La oración es el corazón de la vida de la Comunidad de Sant’Egidio, su primera “obra”. Cuando termina el día todas las Comunidades, tanto si son grandes como si son pequeñas, se reúnen alrededor del Señor para escuchar su Palabra y dirigirse a Él en su invocación. Los discípulos no pueden sino estar a los pies de Jesús, como María de Betania, para elegir la “mejor parte” (Lc 10,42) y aprender de Él sus mismos sentimientos (cfr. Flp 2,5).

Siempre que la Comunidad vuelve al Señor, hace suya la súplica del discípulo anónimo: “¡Señor, enséñanos a orar” (Lc 11,1). Y Jesús, maestro de oración, continúa contestando: “Cuando oréis, decid: Abbá, Padre”.

Cuando oramos, aunque lo hagamos dentro de nuestro corazón, nunca estamos aislados ni somos huérfanos, porque somos en todo momento miembros de la familia del Señor. En la oración común se ve claramente, además del misterio de la filiación, el de la fraternidad.

Las Comunidades de Sant'Egidio que hay por el mundo se reúnen en los distintos lugares que destinan a la oración y presentan al Señor las esperanzas y los dolores de los hombres y mujeres “vejados y abatidos” de los que habla el Evangelio (Mt 9,37). En aquella gente de entonces se incluyen los habitantes de las ciudades contemporáneas, los pobres que son marginados de la vida, todos aquellos que esperan que alguien les contrate (cfr. Mt 20).

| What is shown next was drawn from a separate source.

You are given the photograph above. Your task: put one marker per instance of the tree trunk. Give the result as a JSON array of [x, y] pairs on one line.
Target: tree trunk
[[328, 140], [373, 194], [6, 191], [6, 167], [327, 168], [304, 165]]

La oración común recoge el grito, la aspiración, el deseo de paz, de curación, de sentido de la vida y de salvación que hay en los hombres y las mujeres de este mundo. La oración nunca es vacía. Sube incesante al Señor para que el llanto se transforme en alegría, la desesperación en felicidad, la angustia en esperanza y la soledad en comunión. Y para que el Reino de Dios llegue pronto a los hombres.